By midlandsmovies, Dec 5 2017 06:12PM
Random Acts and Rural Media - Part 3
In our third and final part we cover 4 more filmmakers who are part of the region’s Random Acts and Rural Media partnership. From all across the Midlands, please read below to find out more of the young talent the area has to offer.
Body Language (Nottinghamshire)
Michael Mante’s film shows a krump dancer performing amidst the ills, filth and degradation of his urban environment in a surreal art exploration of gentrification, classism and racism. Michael is an aspiring filmmaker, both directing films and writing screenplays with his creative ambition to use film to speak to audiences, ask them questions, and encourage viewers to ask themselves questions. Michael adds, “Visual literacy is the world's most poignant language and I try to use that to communicate the things I see in everyday life.”

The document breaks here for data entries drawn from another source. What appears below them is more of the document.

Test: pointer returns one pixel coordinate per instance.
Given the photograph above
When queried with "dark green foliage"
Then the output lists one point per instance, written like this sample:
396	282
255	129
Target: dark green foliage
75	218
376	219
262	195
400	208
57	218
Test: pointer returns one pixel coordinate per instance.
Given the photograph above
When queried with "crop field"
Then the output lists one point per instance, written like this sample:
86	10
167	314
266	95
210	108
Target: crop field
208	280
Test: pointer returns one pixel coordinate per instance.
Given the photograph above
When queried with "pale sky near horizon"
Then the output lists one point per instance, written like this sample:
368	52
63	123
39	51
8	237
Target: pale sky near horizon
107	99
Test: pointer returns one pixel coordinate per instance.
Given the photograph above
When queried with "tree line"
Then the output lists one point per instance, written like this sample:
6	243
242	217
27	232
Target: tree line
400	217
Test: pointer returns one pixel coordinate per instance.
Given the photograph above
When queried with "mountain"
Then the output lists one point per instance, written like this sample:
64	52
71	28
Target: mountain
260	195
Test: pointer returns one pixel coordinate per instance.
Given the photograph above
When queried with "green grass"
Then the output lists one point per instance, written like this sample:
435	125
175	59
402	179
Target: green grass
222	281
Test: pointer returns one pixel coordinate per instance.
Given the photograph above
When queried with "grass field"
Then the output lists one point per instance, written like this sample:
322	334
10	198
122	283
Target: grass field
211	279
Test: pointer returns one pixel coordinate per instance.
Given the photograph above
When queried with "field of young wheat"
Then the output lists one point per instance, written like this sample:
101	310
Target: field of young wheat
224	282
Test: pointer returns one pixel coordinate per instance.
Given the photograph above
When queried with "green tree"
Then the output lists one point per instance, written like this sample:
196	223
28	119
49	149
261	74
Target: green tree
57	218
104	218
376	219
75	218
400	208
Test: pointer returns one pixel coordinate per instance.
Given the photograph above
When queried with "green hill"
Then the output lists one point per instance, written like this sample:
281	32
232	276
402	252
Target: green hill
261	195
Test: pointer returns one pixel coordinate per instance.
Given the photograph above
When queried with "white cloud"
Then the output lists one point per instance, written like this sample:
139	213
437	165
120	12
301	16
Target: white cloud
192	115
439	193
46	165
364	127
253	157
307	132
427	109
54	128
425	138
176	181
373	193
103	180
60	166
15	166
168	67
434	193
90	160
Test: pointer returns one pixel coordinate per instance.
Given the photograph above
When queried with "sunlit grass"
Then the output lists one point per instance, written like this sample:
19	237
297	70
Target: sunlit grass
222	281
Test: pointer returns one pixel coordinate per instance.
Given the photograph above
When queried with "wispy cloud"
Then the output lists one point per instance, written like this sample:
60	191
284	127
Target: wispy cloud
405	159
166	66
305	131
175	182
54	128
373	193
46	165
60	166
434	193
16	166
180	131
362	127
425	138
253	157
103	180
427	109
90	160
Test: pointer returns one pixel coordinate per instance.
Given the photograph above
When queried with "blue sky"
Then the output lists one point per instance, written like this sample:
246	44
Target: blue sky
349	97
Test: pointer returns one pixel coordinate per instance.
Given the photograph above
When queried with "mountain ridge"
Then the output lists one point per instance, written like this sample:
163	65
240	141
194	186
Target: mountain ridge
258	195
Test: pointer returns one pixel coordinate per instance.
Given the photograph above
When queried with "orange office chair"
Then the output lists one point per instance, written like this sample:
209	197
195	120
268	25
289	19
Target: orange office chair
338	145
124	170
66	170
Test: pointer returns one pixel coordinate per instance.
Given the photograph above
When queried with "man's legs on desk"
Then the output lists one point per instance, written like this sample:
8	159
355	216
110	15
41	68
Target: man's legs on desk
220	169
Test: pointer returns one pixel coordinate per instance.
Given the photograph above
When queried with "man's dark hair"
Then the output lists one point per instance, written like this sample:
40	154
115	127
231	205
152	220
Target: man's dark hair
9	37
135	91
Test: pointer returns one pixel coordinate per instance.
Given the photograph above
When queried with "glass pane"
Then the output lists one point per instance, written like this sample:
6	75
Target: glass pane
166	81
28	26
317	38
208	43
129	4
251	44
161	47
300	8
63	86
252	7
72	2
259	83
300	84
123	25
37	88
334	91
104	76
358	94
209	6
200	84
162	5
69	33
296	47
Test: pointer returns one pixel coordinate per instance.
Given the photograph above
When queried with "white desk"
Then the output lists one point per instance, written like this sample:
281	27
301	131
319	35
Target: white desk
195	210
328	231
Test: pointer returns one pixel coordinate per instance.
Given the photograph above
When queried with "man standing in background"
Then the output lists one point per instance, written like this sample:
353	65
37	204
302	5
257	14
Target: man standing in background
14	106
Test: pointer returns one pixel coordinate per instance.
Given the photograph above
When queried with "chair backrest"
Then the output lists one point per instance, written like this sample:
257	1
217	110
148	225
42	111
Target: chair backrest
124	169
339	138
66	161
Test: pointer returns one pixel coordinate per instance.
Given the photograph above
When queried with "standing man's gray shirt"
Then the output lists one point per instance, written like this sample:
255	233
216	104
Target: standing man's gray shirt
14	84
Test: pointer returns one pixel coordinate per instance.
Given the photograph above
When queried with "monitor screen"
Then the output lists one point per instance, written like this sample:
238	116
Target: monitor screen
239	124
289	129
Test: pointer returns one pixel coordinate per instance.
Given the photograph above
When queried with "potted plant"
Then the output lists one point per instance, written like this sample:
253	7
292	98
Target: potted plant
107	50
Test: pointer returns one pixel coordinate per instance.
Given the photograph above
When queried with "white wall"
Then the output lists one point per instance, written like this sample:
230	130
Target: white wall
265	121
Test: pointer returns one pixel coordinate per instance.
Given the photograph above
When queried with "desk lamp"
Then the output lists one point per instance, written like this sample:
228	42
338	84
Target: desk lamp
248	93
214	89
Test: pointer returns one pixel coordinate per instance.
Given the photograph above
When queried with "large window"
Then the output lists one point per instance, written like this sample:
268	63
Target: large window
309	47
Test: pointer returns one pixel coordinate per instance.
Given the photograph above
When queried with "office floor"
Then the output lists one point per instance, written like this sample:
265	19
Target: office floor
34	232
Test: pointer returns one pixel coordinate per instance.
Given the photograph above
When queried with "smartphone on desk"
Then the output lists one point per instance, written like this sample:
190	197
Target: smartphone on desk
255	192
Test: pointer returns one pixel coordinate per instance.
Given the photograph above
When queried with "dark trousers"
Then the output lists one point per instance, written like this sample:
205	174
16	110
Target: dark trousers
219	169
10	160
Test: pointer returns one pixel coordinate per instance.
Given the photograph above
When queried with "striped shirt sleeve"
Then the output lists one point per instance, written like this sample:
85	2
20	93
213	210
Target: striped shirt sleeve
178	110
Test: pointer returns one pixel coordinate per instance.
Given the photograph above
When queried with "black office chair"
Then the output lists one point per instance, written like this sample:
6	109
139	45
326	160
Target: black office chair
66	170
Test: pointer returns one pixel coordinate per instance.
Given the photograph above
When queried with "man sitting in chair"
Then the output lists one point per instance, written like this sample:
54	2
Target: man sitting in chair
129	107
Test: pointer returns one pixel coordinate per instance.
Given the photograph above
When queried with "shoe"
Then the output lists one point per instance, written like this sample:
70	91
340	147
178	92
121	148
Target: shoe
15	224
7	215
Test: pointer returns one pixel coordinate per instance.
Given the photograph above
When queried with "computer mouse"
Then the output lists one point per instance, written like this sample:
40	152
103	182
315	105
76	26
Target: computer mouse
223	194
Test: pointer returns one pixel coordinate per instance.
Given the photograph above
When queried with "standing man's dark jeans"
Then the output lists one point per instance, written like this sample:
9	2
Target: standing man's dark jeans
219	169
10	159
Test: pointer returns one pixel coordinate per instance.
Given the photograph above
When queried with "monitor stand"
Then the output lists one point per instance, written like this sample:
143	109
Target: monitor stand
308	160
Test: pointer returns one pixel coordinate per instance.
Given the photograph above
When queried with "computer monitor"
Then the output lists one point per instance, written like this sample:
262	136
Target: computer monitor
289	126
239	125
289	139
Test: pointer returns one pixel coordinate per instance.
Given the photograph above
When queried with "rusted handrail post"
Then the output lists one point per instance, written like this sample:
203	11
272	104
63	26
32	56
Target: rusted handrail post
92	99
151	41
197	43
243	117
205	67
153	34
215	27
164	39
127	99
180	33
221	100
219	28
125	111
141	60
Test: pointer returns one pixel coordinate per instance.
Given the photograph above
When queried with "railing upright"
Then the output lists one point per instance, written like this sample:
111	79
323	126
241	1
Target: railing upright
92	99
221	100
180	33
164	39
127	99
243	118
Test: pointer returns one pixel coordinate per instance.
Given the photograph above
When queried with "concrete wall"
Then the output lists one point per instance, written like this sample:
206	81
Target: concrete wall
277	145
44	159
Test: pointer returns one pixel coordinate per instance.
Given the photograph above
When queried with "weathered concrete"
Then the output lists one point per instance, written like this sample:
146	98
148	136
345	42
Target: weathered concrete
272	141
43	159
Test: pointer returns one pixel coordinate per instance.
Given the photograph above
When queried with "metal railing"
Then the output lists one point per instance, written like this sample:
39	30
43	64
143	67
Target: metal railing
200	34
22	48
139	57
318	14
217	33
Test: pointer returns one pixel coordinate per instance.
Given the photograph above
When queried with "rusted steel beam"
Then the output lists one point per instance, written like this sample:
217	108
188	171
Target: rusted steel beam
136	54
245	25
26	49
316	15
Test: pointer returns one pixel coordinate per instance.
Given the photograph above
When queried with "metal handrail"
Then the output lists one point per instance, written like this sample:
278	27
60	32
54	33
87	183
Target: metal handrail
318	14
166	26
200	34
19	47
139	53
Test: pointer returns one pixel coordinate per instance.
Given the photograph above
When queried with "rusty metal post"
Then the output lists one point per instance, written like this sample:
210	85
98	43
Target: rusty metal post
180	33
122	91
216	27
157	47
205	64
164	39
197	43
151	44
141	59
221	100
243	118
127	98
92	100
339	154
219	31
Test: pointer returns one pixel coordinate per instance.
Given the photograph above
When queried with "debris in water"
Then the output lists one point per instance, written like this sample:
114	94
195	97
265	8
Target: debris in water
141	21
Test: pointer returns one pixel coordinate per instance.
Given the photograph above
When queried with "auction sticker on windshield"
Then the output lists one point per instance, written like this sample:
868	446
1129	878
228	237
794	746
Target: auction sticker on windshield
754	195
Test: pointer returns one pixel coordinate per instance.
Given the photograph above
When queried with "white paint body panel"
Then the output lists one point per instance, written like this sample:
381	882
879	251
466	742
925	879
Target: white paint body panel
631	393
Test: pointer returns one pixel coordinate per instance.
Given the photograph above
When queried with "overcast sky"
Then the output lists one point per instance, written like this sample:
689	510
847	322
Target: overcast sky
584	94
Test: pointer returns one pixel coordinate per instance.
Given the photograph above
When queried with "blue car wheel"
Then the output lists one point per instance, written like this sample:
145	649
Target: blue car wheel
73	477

Everyday Choreography (Shropshire)
Everyday Choreography is a charming short dance film by Caldonia Walton following Gerrard, an overworked 45-year old man on his way home from a tiring day at the office. He puts his headphones in to forget about his worries and finds himself amongst amusing interactions with two people who alter his outlook on life. Caldonia is a 23-year old dance performer and choreographer from Shropshire who creates dance work that links with theatre, text and film, using clear narratives about the world we live in realised through physical movement and a touch of comedy.
Yellow Wallpaper (Warwickshire)
Inspired by the short story ‘The Yellow Wallpaper’ by Charlotte Gilman(1892), this short film from Hayley Egan uses dance to portray the claustrophobic and cruel consequences of how ‘rest cure’ kept 19th century women compliant, which resulted in an increase in mental health problems and feelings of confinement and frustration. Through dance movement, our female protagonist will find solace in the yellow wallpaper, yet is driven to exhaustion by her frustrating predicament. Hayley Egan is young filmmaker/producer from Coventry now working in London.
Taking Up Space (Staffordshire)
Emily Mulenga’s animation covers the notion that time and space in the art world and academia are not often dedicated regularly to people of colour, most notably women. Emily grows to Godzilla proportions and takes over the city in this thoughtful short from this young talented visual artist from the West Midlands.